# CNN initialization, activation and optimization

This notebook demonstrates the performance of CNNs with different configurations.

In particular it explores the Kaiming-He, Xavier, uniform and PyTorch default weight initialization. It also utilizes activation functions such as relu and sigmoid and compares Adam and SDG optimizers.

## Set up paths and imports

In [None]:
import os

import torch
import torch.nn.functional as F
from torchvision import transforms

if not os.path.exists("./notebooks"):
    %cd ..

import src.model
from src.training import do_train, do_test
from src.dataset import prepare_dataset_loaders
from src.data_processing import load_mean_std
from src.config import DATASET_DIR

wandb_enabled = False

## 1. Load standarization data and define Config

In [None]:
mean, std = load_mean_std(f"{DATASET_DIR}/scaling_params.json")

he = lambda m: torch.nn.init.kaiming_uniform_(m.weight, nonlinearity='relu')
xavier = lambda m: torch.nn.init.xavier_uniform_(m.weight)
uniform = lambda m: torch.nn.init.uniform_(m.weight)

transform = transforms.Compose([
    transforms.Resize((32,32)),
    transforms.ToTensor(),
    transforms.Normalize(mean, std)
])
criterion = torch.nn.CrossEntropyLoss()

class Config:
    def __init__(self, lr=0.001, epochs=40, batch_size=32):
        self.learning_rate = lr
        self.epochs = epochs
        self.batch_size = batch_size

### Optionally initialize W&B project

In [None]:
wandb_enabled = True

## 2. Choose device

In [None]:
device = torch.device("cuda" if torch.cuda.is_available() else "cpu")
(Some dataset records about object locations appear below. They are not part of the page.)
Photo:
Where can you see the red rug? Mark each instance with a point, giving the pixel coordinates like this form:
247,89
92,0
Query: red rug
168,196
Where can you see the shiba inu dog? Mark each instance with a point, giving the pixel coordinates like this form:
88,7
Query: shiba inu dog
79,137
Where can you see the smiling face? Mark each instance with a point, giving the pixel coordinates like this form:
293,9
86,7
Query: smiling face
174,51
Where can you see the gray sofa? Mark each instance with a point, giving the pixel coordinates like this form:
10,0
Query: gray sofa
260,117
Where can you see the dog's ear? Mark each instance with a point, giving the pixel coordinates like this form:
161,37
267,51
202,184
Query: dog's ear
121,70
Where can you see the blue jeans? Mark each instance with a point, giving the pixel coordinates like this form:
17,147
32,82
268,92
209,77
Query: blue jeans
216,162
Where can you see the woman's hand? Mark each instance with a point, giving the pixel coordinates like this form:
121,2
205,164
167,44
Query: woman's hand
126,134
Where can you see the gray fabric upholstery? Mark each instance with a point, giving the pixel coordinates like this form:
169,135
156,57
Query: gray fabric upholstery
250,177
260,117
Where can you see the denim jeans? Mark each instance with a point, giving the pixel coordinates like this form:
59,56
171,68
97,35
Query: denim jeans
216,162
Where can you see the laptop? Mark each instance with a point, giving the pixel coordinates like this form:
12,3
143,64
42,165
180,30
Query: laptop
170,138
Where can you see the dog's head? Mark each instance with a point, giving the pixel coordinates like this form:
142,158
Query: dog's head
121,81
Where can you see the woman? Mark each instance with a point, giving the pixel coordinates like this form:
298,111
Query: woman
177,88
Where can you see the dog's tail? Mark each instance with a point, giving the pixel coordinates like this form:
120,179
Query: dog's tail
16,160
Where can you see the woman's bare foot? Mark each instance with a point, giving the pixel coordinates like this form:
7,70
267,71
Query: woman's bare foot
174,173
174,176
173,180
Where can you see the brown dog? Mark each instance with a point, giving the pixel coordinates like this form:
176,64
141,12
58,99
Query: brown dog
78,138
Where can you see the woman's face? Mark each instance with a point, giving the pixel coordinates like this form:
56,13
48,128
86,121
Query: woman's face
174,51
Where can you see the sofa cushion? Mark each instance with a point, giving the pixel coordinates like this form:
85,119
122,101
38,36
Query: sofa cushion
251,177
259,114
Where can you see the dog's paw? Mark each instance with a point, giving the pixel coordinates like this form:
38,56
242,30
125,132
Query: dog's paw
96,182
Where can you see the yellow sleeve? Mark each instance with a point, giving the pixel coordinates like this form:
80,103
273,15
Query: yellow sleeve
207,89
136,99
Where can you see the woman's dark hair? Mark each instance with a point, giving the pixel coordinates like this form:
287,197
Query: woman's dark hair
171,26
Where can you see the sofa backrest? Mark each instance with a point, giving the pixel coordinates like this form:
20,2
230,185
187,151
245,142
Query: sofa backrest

# Choose your architecture

The configuration below proved to be the best overall and achieved the fastest convergence.

Almost all other configurations presented in this notebook, while slightly worse, still achieved similar performance.

In [None]:
name = "INIT:PyTorch-ACT:Relu-OPT:Adam-LR:0.001"
model = src.model.OriginalSizeCNN(
    initialize=None,
    activation=F.relu,
)
config = Config(
    lr=0.001,
)
optimizer = torch.optim.Adam(model.parameters(), lr=config.learning_rate)

Switching activation on the final layer to Sigmoid visibly slows down convergence.

However, the results after 50 epochs are extremely close to Relu.

In [None]:
name = "INIT:PyTorch-ACT:Sigmoid-OPT:Adam-LR:0.001"
model = src.model.OriginalSizeCNN(
    initialize=None,
    activation=F.sigmoid,
)
config = Config(
    lr=0.001,
)
optimizer = torch.optim.Adam(model.parameters(), lr=config.learning_rate)

This configuration converges very slowly due to the combination of SDG optimizer and learning rate of 0.001.

It's worth noting that the same learning rate yields good results when used with Adam.

In [None]:
name = "INIT:PyTorch-ACT:Sigmoid-OPT:SDG-LR:0.001"
model = src.model.OriginalSizeCNN(
    initialize=None,
    activation=F.sigmoid,
)
config = Config(
    lr=0.001,
)
optimizer = torch.optim.SDG(model.parameters(), lr=config.learning_rate)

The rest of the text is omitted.